Q 断糖高脂質を始めようと思います。食べていい食材、ダメな食材は?

断糖高脂質食で扱う主な食材は、肉と魚、卵、脂と極めてシンプルです。基本的に加工品はすべてNG。添加物や身体に害があるものを避けるためには、食材に極力手を加えず“そのまま”で食べるイメージを持つとわかりやすいでしょう。なるべく自身で調理することもおすすめです。

・肉

牛肉、豚肉、馬肉、鹿肉、羊肉をメインに。鶏肉は脂質にオメガ6が多く炎症を起こしやすいため、控えめに。ホルモン類もOKです。

ここで特に推奨したいのは グラスフェッド(牧草飼育)の肉。穀物飼育の肉に比べてオメガ3脂肪酸が豊富で、炎症抑制や脳機能維持に有益です。

さらに、ステーキ用の赤身だけでなく関節部位、骨付き肉、筋の多い部位を積極的に食べることをおすすめします。

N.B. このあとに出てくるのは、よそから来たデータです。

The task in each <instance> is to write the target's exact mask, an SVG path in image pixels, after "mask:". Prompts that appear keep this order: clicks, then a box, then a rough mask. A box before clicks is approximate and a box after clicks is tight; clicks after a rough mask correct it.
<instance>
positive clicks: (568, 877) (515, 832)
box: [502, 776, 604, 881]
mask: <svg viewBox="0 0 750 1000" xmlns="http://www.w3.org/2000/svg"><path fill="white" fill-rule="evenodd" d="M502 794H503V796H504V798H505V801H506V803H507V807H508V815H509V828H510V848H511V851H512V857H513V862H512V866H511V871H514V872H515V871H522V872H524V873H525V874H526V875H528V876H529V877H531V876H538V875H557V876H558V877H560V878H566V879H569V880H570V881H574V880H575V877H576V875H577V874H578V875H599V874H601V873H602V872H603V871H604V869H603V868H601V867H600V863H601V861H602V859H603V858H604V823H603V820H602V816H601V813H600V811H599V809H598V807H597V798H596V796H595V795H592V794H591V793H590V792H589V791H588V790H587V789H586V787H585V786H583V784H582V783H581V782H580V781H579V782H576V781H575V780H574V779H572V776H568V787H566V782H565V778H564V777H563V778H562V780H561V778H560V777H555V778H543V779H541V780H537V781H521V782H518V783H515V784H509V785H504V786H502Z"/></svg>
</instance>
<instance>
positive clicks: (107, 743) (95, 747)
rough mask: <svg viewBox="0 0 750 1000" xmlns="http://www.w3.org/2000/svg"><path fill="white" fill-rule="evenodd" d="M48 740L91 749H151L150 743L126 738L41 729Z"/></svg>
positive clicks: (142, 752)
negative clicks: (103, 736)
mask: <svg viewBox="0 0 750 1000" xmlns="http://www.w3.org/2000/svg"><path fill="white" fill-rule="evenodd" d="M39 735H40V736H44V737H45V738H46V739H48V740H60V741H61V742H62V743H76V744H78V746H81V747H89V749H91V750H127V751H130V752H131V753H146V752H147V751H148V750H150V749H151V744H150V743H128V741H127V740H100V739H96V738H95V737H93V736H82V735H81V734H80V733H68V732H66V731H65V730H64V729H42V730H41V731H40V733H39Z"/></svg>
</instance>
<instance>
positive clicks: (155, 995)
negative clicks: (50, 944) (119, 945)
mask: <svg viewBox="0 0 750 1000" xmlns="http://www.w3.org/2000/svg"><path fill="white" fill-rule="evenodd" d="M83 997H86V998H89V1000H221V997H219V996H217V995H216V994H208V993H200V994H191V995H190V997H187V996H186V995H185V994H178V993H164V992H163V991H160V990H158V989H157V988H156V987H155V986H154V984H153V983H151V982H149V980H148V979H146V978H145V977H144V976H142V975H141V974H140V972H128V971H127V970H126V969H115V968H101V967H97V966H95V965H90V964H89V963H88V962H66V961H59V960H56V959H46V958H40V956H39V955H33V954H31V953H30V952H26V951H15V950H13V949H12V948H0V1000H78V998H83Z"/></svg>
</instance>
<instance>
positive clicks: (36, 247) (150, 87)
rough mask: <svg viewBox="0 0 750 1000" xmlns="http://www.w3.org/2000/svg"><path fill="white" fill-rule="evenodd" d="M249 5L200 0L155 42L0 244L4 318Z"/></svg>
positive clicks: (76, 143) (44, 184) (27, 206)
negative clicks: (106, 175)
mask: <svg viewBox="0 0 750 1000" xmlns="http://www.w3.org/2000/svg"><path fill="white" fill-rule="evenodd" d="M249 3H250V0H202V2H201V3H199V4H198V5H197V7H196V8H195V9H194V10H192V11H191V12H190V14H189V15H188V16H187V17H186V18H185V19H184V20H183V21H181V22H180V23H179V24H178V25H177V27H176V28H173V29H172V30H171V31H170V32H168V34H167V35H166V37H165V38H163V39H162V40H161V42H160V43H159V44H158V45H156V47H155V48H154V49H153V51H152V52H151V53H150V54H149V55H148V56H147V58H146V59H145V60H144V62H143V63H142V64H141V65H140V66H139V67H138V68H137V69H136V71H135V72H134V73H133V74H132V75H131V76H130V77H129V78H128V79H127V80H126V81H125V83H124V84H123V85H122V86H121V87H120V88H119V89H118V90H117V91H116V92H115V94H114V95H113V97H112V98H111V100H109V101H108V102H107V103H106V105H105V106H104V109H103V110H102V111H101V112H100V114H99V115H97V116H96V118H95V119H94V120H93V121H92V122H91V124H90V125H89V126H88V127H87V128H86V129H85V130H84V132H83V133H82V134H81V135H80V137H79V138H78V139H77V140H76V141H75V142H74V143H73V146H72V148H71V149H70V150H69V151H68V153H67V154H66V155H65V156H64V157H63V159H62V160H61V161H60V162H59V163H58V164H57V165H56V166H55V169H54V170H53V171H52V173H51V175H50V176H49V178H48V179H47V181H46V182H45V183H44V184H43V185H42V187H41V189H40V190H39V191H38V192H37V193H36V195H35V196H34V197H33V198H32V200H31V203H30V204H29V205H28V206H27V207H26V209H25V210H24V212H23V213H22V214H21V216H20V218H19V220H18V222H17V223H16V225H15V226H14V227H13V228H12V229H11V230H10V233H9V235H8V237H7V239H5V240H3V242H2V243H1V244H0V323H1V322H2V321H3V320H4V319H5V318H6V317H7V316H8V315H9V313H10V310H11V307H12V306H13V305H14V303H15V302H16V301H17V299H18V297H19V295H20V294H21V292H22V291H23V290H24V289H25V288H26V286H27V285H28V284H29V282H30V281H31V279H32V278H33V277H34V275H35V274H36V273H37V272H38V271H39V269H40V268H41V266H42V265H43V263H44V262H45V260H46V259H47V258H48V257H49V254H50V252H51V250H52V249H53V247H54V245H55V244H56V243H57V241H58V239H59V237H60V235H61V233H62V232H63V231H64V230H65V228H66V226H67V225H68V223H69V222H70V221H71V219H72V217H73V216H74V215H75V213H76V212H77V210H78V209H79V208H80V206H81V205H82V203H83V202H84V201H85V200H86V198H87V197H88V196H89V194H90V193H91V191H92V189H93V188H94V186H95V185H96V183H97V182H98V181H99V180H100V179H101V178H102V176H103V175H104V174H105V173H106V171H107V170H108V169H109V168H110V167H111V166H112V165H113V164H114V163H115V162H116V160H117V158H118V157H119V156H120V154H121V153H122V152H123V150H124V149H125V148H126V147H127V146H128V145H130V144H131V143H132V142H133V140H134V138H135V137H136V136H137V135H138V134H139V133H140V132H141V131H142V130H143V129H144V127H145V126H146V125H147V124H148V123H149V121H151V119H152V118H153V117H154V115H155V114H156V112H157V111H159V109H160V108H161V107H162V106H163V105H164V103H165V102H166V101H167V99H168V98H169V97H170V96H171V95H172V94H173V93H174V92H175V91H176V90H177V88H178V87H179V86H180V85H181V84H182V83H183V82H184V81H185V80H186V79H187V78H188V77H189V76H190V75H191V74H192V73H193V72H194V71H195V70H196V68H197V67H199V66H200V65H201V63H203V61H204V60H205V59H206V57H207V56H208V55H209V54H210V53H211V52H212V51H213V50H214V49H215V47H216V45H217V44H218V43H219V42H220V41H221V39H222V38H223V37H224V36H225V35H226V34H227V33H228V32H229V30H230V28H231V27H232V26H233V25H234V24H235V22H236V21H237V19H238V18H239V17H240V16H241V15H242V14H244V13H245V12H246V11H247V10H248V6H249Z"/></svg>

これらにはコラーゲンや結合組織が豊富に含まれており、長期的に身体を支えるために欠かせない栄養素です。

よく「コラーゲンは食べてもアミノ酸に分解されるだけで意味がない」という説が流布していますが、近年の研究では コラーゲンペプチドがシグナル分子として働き、骨や関節、皮膚の修復を促す効果があることが示されています。つまり、長期間にわたってコラーゲン部分を摂取することは、単なる栄養補給以上の意味を持つのです。

ツナ缶の漬け込み油には注意

・魚

鮭、サバ、マス、イワシなどオメガ3を豊富に含む魚は特におすすめ。マグロやメカジキは水銀汚染の懸念があるため控えめに。サバ缶は便利で愛用していますが、市販のツナ缶は漬け込み油がオメガ6系(綿実油や大豆油)の場合が多く、炎症原因となるため避けましょう。

・脂

牛脂、バター、MCTオイル、オリーブオイルは良質な脂質源です。逆にマーガリンやトランス脂肪酸は避けるべき。植物油(大豆油・ごま油など)はオメガ6系が多く炎症作用があるため控えましょう。